Sunday, March 09, 2008

ACTion...

...or lack thereof. This is the third J00ster post on the city everyone loves to hate - Canberra. To be honest, it's not that bad. I mean, when the biggest gripes are centred around the eerie absence of cars on the smooth wide roads; the fact it's still blazing hot even on an autumn's day; and the sleepy opening hours, you know it could be worse. There's plenty of cities out there with slightly more pressing problems, like the chance to get dismembered by a pipe bomb, or buried alive by molten lava.

And yet... the fact the next four pics centre on a metal orb suspended outside the National Gallery, says a lot.

Rock does his best School of Athens impression.

Plato, inspired by his weighty treatise on The Forms, argues the sphere is the most perfect embodiement of the ideal.

Aristotle, dismissive of reasoning without empircal observation, asserts that the sphere is merely another object percieved through the imperfect window of man's senses.

Rock reckons it looks a bit like the Deathstar. Truely, this is an intellectual battle being fought on an elevated plane.


A big fountain and a big ball. What a city!

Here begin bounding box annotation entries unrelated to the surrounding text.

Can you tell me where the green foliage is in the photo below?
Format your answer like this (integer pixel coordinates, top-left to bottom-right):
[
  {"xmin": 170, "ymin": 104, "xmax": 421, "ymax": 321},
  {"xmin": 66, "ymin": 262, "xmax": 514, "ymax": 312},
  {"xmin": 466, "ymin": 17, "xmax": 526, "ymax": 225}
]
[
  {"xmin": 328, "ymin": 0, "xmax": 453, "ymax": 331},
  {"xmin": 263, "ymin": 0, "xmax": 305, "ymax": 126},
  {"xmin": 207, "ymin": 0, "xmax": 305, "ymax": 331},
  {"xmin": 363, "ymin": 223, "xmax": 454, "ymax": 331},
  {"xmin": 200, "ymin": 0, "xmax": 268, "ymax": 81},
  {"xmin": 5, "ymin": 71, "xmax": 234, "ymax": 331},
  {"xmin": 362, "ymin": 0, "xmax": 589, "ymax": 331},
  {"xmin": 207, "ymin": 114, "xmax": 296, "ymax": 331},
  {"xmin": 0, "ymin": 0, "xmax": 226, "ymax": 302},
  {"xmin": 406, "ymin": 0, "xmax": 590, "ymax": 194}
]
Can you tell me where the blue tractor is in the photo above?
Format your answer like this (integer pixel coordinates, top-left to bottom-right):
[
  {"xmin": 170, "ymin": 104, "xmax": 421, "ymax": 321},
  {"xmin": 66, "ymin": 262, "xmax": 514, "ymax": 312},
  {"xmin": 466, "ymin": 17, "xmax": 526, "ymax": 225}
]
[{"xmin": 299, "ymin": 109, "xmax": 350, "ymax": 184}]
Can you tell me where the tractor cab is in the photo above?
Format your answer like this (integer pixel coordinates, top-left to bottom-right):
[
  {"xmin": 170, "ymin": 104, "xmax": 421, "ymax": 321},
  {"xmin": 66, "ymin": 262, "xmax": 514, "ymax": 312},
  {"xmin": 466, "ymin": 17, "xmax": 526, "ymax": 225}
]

Rock reckon's he has what it takes to fill that empty space in Path to Abstraction gallery between the Mondrian and the Kandinsky.

The autumn colours may be out in force, but I'm noticing a decided lack of autumn chill in the stiffling 30 degree afternoon.

In Canberra you have to make your own fun.

Careful, with shots like this you're ruining Rock's my-city-is-better-than-yours cynicism.

Rock still fancies his chances at artistic glory. "Composition No. 27 with Two Bars and Tower" is a searching examination of mankind's innate imprisonment behind the rigidity of our megre perception.

Pop quiz - name the artwork mimicked in the snap below. Luckily for the uneducated out there, there's always wikipedia.

From master painter to master sculpture. Is this the next Michaelangelo? Well, it is until it's time to roll out the male nudes...

Just to make Canberra look a little cooler, they build this bizarrely named village of Queanbeyan next door. When the biggest excitement there is standing in the a depressingly deserted car park with a nostagic tear in the eye, you know you've achieved the impossible - found somewhere that makes you want to turn around and head back to Canberra as quick as a straining 1.3L Toyota Echo can chug along.

But wait, who would have thought a little gem of a Thai joint would be hidden in an old federation house in this depressing hamlet. Even more remarkable, the joint actually made the Qantas inflight magazine... and not just in a poll of the least likely new Qantas destinations.